Cependant, certaines minorités cohabitant avec les Hans se plaignent des différences qu'elles ressentent entre ce que prévoit le droit chinois et la situation effective telle qu'elle peut être vécue sur le terrain.Des Occidentaux dénoncent en effet des mesures discriminatoires, notamment des atteintes à la liberté de culte, une marginalisation culturelle entraînant une marginalisation économique, ou la loi autoritaire sur le contrôle des naissances (malgré les aménagements spécifiques) [34],[35].
Ouïghours à Khotan, dans le Xinjiang
Bien que moins médiatisé, un sentiment de même nature existe depuis longtemps chez les populations musulmanes ouïghoures du Xinjiang.
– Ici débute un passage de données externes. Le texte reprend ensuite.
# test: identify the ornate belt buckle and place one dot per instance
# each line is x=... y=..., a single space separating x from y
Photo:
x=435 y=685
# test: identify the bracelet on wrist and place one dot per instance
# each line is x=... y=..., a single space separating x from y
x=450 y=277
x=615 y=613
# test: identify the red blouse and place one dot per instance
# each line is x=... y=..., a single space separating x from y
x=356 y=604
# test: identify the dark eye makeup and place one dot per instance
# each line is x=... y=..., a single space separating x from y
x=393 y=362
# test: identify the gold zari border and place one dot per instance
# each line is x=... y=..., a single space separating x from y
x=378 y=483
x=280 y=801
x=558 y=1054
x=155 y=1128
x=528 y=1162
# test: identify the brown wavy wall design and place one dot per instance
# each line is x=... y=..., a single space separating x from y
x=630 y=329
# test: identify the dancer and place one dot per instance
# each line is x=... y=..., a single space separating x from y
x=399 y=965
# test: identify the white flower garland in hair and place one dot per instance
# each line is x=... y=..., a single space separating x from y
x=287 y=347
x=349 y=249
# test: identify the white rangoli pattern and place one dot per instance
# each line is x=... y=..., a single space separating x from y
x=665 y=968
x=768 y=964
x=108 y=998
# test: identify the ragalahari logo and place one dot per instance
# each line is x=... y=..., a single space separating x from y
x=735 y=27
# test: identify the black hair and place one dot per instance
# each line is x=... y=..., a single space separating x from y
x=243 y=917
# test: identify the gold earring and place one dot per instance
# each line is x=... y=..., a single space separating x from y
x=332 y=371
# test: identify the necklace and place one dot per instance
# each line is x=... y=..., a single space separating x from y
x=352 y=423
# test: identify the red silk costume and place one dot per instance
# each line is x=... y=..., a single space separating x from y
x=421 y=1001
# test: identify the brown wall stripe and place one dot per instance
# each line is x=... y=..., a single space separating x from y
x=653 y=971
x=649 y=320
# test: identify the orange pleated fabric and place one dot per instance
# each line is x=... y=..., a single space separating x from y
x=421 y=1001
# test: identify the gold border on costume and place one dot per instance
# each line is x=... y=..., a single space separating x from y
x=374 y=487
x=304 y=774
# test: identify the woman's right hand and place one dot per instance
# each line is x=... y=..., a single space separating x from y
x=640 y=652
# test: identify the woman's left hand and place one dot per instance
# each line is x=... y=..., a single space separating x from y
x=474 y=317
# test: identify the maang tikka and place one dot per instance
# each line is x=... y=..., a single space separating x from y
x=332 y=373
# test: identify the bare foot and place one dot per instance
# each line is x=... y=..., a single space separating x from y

Ainsi avait éclaté au XIXe siècle une très grave insurrection « musulmane »[N 7], la révolte des Dungan, qui, entre 1862 et 1877, causa sans doute beaucoup plus d'un million de morts[36]. De nos jours, ces mêmes populations du Xinjiang se considèrent victimes d'une domination han[N 8], et tolèrent mal la loi sur le contrôle des naissances (malgré les aménagements spécifiques) et la procédure d'avortement en cas d'infraction à la loi, des atteintes à la liberté religieuse et culturelle, et la politique de peuplement vers l'Ouest qu'ils considèrent comme une colonisation han[N 9].
D'après le gouvernement de la République populaire de Chine, ce type d'affirmations est le fait de mouvements qu'il qualifie de « séparatistes ». Il dénonce ainsi le gouvernement tibétain en exil dirigé par le 14e dalaï-lama[N 10], ainsi que les mouvements séparatistes ouïghours du Xinjiang (appelé « Turkestan oriental » par ces derniers), certains d'entre eux, comme le Mouvement islamique du Turkestan oriental, étant même accusés d'avoir fait usage de moyens terroristes et violents[N 11] et de fournir les Chinois qui s'entraînaient dans les camps d'Al-Qaida en Afghanistan entre autres en vue de participer à un jihad, [37] démenti par ce mouvement[38]..
Les cinquante-cinq groupes non hans totalisent, en 2008, plus de 100 millions de citoyens, l'équivalent de la population du Mexique.